O2: Cp=33.1 J/(mol.K)

N2: Cp=31.3 J/(mol.K)

Assuming complete combustion of the fuel, calculate the adiabatic flame temperature in K.

Answer 1

Let 1 mole of feed is entering the reactor.

ie., 0.82 mole methane and 0.18 mole ethane.

0.82 mole methane requires 2*0.82=1.64 mole Oxygen and 0.18 mole ethane requires 3.5*0.18=0.63 mole oxygen.

Thus theoretically 1.64+.63=2.27 mole oxygen is required. 25% excess supplied means, 1.25*2.27=2.8375 mole oxygen is supplied.

Air is having 79 mole% nitrogen and 21 mol% oxygen. Thus for 2.8375 mole oxygen, mole nitrogen is also present in the air supplied.

standard enthalpy of combustion is when reaction is at 298K.

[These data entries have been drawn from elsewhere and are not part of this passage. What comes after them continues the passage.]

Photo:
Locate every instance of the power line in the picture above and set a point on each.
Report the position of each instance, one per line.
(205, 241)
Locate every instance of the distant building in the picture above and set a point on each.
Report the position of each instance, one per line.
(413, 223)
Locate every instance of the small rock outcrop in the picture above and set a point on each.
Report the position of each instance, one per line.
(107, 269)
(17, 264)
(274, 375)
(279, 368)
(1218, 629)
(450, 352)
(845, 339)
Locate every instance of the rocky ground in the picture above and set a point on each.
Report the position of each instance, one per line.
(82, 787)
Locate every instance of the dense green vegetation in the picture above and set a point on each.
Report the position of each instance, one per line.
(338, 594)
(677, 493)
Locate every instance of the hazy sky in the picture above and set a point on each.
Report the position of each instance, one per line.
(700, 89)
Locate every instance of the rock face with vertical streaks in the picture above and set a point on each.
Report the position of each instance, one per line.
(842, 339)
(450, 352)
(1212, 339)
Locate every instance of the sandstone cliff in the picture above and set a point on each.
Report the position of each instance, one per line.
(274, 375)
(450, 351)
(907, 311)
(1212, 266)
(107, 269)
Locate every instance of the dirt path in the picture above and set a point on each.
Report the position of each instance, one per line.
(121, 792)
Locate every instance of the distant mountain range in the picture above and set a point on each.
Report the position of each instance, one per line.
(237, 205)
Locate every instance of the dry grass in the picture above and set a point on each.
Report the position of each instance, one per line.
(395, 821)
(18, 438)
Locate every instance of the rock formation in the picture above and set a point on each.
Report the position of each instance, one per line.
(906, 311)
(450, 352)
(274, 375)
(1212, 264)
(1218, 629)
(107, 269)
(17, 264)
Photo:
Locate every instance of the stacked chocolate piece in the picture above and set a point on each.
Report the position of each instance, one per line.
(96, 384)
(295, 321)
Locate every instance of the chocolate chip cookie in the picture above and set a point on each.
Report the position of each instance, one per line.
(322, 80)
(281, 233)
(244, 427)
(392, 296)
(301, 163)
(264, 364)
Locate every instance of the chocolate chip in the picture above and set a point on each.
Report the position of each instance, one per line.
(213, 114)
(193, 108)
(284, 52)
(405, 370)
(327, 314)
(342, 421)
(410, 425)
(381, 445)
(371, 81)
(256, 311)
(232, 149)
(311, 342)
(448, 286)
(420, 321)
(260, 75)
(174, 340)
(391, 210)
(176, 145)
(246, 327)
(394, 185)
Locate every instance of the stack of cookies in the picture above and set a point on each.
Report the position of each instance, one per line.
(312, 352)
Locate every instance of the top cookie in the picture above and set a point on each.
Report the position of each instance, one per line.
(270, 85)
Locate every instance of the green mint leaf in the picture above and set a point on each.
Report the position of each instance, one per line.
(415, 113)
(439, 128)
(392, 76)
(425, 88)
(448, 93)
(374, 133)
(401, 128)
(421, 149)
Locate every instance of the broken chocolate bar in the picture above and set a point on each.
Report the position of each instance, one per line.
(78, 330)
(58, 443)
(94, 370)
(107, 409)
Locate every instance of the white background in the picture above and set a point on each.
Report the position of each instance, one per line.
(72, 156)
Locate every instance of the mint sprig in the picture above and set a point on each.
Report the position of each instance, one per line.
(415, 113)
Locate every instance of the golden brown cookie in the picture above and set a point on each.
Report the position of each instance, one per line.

standard enthalpy of combustion of methane = -882 KJ/mol

standard enthalpy of combustion of ethane = -1560 KJ/mol

Air is entering at 423K. we have enthalpy of combustion at 298K. So we have to assume like air is cooled to 298 and products is taken to adiabatic flame temperature.

Assuming complete combistion, total heat released by combustion= 0.82*-882+0.18*1560= -1004 KJ

heat released by converting air ( oxygen and nitrogen) from 423 to 298 = (298-423)(2.8375*33.1+10.6744*31.3)= -53503.765 J

Total = -1004 KJ + -53.503765 KJ = -1057.503765 KJ

This heat is used to attain adiabatic flame temperature.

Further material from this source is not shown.